TEMPO.CO, Jakarta - Wakil Ketua Umum Asosiasi Pengusaha Indonesia (Apindo) Shinta Widjaja Kamdani memperkirakan ekspor dan konsumsi nasional akan kembali meningkat setelah kebijakan New Normal diterapkan di Tanah Air. Namun, kenaikan itu relatif terhadap kondisi satu hingga dua bulan terakhir.
"Peningkatannya akan lama dan belum akan setinggi seperti pada masa pra-pandemi," ujar Shinta kepada Tempo, Senin, 25 Mei 2020.
Proyeksi dengan asumsi kebijakan new normal sukses ditransisikan pelaksanaannya tanpa meningkatkan penyebaran wabah di Indonesia yang lebih eksponensial dari saat ini. Dengan demikian, tutur Shinta, tidak ada tekanan dari masyarakat internasional terkait kebijakan tersebut. Pasalnya, tekanan tersebut dikhawatirkan malah bisa menjadi sentimen negatif terhadap iklim usaha di investasi di Tanah Air.

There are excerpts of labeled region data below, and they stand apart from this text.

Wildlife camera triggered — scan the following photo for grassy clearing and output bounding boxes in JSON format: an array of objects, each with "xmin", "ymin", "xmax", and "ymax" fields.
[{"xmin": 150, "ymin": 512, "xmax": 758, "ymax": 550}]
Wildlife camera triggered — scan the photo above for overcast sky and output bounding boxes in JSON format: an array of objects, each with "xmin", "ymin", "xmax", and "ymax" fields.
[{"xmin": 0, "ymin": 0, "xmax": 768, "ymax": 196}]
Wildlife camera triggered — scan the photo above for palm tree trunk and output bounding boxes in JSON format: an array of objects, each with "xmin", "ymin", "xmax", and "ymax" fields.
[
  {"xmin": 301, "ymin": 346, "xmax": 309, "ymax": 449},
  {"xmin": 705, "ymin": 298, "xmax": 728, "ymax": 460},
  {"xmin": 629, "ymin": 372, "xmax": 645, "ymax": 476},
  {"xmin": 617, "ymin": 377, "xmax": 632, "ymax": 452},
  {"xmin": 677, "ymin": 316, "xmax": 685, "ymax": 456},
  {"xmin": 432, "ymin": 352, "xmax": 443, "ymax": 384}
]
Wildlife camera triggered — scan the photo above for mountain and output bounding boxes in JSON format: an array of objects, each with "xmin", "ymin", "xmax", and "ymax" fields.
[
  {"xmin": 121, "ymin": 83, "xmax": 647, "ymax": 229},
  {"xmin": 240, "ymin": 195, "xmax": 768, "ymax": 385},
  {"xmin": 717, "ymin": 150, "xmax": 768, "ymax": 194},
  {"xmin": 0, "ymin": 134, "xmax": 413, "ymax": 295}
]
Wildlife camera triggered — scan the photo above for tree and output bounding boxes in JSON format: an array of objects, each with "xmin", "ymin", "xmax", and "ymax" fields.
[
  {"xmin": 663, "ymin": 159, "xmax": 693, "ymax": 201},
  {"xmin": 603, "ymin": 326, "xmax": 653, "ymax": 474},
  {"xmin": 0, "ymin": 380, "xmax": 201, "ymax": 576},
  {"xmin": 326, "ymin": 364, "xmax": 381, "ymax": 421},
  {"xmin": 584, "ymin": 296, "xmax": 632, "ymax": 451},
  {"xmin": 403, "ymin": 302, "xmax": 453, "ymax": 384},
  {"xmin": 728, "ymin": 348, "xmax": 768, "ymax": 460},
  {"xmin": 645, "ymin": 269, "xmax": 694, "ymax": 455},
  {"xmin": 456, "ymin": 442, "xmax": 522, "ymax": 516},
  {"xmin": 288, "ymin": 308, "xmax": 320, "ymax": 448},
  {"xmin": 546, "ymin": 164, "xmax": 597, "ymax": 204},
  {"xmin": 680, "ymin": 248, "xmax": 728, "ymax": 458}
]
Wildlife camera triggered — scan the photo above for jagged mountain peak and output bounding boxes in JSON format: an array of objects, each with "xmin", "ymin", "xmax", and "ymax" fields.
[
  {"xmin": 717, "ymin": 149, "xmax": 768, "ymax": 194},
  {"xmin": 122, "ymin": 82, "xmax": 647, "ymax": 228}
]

Karena itu, Shinta mengatakan hingga saat ini dunia usaha masih memantau bagaimana proses normalisasi bakal dijalankan setelah adanya pembatasan akibat pandemi ini. Para pengusaha, menurut dia, berharap kebijakan itu lancar diterapkan sehingga bisa mendorong kinerja manufaktur dan ekspor-impor.
"Secara logis, dengan new normal seharusnya hambatan-hambatan logistik, pembatasan-pembatasan jam operasional, berbagai bentuk karantina, dan tekanan untuk tutup operasi dari Pemda akan turun. Sehingga, (hambatan) kegiatan operasi perusahaan baik untuk konsumsi dalam negeri maupun untuk ekspor bisa berkurang drastis dan kinerja manufaktur nasional bisa lebih tinggi dibanding 1-2 bulan terakhir," ujar Shinta.
Meskipun demikian, ia menilai tekanan pada kinerja manufaktur dan ekspor-impor tidak hanya terjadi karena regulasi terkait Pembatasan Sosial Berskala Besar (PSBB) atau kebijakan pengendalian pandemi lainnya. Tekanan juga datang dari rendahnya permintaan pasar nasional dan global yang belum bisa diprediksi pemulihannya. "Apakah akan dalam waktu dekat akan seperti apa, karena sangat-sangat tergantung kepada confidence pasar dalam negeri dan pasar global untuk meningkatkan pengeluaran atau melakukan transaksi yang sifatnya lebih non-primer atau non-esensial."